L’artista Michela Di Lanzo, trentotto anni, ha frequentato l’Istituto Statale d’Arte di Chieti, Corso di Pittura e Decorazione. Si laurea all’Accademia di Belle Arti di Urbino, dove frequenta un corso tradizionale di pittura, sperimenta la modellistica per il teatro e la scenografia, prepara maschere in 3D.

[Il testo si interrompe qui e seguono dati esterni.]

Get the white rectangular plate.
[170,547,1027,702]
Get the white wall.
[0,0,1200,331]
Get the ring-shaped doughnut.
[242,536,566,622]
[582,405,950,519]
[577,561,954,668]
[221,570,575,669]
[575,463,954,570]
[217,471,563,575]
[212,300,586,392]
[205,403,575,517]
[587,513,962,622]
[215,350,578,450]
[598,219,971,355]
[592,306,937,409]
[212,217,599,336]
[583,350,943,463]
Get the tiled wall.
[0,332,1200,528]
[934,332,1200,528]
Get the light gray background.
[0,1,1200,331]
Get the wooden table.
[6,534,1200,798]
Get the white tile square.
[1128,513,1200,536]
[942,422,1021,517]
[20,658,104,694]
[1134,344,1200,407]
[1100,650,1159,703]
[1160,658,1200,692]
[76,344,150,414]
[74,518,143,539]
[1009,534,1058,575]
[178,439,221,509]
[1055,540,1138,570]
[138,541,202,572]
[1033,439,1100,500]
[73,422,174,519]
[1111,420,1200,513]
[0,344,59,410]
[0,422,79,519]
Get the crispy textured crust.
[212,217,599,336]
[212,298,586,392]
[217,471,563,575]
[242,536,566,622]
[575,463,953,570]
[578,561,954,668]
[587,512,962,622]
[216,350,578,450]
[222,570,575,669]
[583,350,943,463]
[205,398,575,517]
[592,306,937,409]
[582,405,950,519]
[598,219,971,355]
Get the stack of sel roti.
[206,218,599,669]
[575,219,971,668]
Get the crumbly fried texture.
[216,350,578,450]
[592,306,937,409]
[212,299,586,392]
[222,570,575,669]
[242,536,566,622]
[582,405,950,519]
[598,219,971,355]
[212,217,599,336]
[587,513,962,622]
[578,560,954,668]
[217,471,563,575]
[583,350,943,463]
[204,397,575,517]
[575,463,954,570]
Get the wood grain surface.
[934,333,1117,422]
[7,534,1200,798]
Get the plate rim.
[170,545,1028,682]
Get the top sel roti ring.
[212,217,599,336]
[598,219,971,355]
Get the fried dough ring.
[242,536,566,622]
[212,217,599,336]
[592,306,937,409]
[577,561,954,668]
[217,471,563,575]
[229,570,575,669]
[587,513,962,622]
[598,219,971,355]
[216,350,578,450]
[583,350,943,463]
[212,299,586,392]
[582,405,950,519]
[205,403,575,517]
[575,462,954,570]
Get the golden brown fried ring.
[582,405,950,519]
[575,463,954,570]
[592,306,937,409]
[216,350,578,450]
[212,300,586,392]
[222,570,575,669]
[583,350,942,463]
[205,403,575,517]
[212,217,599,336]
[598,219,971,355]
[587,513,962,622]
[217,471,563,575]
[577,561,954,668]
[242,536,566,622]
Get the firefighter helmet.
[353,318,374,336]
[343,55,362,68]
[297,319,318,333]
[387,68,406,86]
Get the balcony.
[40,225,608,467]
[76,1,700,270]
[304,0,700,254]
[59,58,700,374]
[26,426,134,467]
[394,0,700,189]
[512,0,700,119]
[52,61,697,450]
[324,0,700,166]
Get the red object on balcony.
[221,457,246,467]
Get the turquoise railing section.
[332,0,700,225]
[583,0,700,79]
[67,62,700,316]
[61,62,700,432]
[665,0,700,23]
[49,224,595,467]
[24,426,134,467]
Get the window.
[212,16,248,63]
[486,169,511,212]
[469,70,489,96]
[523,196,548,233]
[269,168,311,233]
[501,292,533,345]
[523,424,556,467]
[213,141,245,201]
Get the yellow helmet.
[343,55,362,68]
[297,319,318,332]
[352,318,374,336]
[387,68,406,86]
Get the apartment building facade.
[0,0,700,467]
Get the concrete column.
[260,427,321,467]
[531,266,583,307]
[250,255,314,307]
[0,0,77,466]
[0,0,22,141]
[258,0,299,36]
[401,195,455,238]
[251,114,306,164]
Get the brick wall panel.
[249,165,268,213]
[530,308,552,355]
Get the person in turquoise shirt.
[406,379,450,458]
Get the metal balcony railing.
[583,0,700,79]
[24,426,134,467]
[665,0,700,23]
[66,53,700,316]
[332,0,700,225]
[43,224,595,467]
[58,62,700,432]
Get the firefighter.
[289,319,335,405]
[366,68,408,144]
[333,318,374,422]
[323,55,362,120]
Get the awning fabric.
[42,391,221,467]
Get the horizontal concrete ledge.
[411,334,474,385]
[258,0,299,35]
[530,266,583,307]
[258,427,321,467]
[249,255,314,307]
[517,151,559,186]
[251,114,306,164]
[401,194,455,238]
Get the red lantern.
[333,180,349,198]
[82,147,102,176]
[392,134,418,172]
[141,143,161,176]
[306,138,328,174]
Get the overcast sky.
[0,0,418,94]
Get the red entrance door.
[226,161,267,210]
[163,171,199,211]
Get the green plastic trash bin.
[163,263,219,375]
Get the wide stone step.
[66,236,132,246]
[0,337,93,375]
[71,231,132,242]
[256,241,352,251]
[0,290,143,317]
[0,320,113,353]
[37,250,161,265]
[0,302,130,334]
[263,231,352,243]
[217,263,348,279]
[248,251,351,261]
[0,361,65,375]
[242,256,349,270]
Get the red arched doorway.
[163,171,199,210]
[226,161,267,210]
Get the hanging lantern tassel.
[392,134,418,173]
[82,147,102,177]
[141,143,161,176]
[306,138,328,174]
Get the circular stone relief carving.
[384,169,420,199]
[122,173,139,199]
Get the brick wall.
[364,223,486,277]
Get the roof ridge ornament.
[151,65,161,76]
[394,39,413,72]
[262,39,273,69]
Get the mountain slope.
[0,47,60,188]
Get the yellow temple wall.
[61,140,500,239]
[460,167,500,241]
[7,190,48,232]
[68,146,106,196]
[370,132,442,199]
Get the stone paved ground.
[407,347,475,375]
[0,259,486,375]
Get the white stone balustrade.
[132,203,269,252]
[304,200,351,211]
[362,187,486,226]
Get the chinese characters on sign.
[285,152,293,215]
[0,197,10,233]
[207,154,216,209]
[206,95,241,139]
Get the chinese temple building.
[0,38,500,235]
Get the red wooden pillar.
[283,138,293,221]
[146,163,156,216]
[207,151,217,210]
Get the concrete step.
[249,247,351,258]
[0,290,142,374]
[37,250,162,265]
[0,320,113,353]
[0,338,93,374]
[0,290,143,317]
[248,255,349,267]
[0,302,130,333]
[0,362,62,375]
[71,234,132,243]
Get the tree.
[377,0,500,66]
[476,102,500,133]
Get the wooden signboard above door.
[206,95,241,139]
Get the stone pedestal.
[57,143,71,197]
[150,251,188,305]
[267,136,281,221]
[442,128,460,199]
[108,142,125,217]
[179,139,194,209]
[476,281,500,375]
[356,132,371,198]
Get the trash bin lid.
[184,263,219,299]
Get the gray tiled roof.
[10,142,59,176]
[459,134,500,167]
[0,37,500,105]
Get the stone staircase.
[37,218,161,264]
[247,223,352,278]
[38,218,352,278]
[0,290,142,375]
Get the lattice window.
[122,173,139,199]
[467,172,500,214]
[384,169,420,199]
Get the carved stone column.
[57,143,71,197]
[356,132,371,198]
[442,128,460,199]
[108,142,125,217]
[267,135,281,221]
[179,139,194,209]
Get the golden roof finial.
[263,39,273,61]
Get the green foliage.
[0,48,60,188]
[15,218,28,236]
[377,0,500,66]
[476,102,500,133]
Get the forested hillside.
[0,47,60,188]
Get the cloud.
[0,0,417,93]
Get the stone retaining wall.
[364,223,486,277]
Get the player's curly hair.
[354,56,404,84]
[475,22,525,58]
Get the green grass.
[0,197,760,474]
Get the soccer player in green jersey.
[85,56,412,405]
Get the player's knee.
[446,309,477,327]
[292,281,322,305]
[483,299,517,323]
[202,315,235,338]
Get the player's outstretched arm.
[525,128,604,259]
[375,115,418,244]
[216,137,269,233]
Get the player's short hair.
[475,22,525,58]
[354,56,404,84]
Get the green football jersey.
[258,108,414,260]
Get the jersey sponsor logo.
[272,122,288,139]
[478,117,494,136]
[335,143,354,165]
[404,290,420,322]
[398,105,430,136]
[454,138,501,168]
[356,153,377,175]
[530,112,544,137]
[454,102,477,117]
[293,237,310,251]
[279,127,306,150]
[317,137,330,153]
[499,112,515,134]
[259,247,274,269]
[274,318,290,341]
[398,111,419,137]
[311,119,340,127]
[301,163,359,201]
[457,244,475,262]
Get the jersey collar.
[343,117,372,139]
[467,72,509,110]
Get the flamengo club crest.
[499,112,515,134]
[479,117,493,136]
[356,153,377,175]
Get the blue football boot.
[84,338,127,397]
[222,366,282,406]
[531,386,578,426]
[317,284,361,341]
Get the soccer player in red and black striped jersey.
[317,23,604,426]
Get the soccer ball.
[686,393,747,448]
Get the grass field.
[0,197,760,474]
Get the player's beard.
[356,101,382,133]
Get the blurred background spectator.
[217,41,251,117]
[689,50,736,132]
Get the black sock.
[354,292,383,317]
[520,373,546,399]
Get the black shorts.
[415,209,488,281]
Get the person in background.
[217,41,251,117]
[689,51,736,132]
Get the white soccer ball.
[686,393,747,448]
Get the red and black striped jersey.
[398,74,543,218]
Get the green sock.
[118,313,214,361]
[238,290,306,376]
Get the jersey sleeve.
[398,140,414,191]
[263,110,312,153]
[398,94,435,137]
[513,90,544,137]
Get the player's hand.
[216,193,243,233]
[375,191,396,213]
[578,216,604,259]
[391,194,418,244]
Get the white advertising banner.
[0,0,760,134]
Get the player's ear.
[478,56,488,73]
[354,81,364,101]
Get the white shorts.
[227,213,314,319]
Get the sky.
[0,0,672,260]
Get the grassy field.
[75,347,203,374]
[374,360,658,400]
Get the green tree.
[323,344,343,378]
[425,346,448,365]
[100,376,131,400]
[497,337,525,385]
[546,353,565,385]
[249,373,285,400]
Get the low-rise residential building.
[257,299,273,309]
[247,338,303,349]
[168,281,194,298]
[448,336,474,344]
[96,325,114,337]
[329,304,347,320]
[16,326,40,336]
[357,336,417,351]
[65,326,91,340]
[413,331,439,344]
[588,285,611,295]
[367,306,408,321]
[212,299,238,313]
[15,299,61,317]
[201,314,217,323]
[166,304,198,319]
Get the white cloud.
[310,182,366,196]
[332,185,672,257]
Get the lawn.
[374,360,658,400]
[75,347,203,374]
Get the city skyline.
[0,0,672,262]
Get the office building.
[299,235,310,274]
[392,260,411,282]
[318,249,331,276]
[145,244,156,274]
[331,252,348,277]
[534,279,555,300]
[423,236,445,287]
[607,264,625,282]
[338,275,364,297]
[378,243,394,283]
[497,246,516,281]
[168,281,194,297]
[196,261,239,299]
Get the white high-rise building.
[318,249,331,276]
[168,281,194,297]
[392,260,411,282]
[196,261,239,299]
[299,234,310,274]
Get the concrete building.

Tornata a casa, nella sua piccola Bucchianico, presto sente che questo mondo, familiare ed estraneo allo stesso tempo, gli va stretto e decide di continuare la sua ricerca artistica altrove. Si trasferisce, quindi, a Berlino nel 2010 e risiede nel quartiere turco dell’Est. Lì ho rafforzato la mia visione artistica e la mia passione per il bianco e nero – racconta Michela -. Ci sono tre ore di luce al giorno e molta neve. Mi sono confrontata con la sintesi delle cose, l’essenzialità, la chiarezza nel metodo, gli spazi industriali grigi, in fondo un bianco e nero anche quelli. Ho eliminato la ricchezza cromatica e sono ripartita dal bianco e nero, dal contrasto”.

Ma la Berlino vissuta si rivela una città di passaggio, veloce, dove non si fa in tempo a stringere rapporti, pur rappresentando una tappa fondamentale del percorso artistico di Michela: “qui ho capito, nella lontananza, cosa amassi davvero: la dimensione umana della mia gente. Mi sono scontrata con la metropoli, la solitudine dello spazio infinito, la sensazione di non essere nessuno, mentre in paese ero solo diversa. Non ero felice e ho capito che a rendermi felice erano il disegno, la montagna e casa mia. Sono tornata dopo un anno e mezzo. Tutto si è ridimensionato in un foglio di carta semplice, volevo lavorare per e nella mia terra. Ho iniziato a recuperare le storie degli anziani, le loro narrazioni di forni in comune, di balli e uova fresche”. Così Michela inizia a dedicare tutta la sua ricerca artistica al territorio.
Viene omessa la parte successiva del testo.